People, certainly in the more industrialised nations, are also eating healthier food today than ever before. Packaging use reflects these consumption patterns.
More and more seniorsCanadians are also living longer. So today’s packaging has to reflect the need for seniors to read labels and nutritional and health information without difficulty. Sometimes this requires a larger package than may seem necessary. Other factors are at play. There are more single-parent households (family breakups) these days. This, and economic pressures for two-parent families to earn income outside the home, have led to a rise in the use of single-service or so-called disposable packaging. When people don’t have the time to prepare meals like they used to, they opt for convenient pre-packaged food.
In recent years, extra packaging has sometimes been required to counter pilfering and to make it tamper-proof. As a direct result of eight people dying from cyanide-laced Tylenol capsules in Chicago in 1982, tamper-proof packaging for most over-the-counter drugs became common.
Quality expectations are a lot higher too. Retailers point to the dented cans or damaged packaging left on the grocery shelves at the end of the day. There’s probably nothing wrong with the contents but the perception is that the product inside is now second-best or contaminated.

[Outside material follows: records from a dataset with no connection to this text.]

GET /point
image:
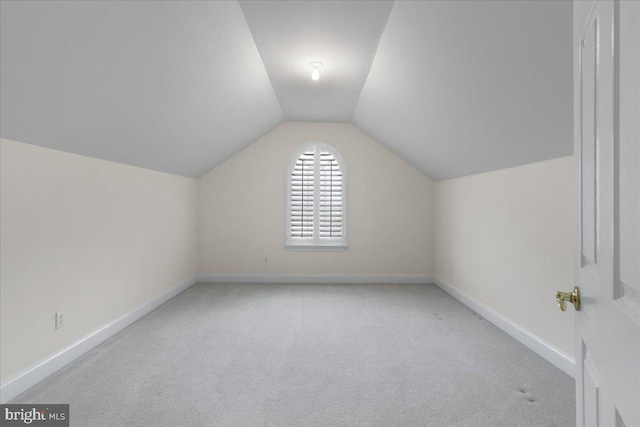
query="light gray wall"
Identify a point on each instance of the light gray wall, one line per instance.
(92, 238)
(506, 238)
(241, 209)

Much is made of current moves to reduce the weight of packaging and the number of layers required; what the packaging industry calls “thin-walling” or “light-weighting.” In fact, this reduction at source has been going on for decades. (See the Factsheet “Making do with Less”).
Landfill digs in the Toronto area confirm the shift from heavier to lighter packaging. The heavy wire-bound wooden crate has given way to the lighter recyclable corrugated container. What used to come loose in corrugated containers now often comes in thinner lightweight boxboard packaging all ready for sale. If packagers don’t adapt to changing social, economic and environmental needs they don’t survive.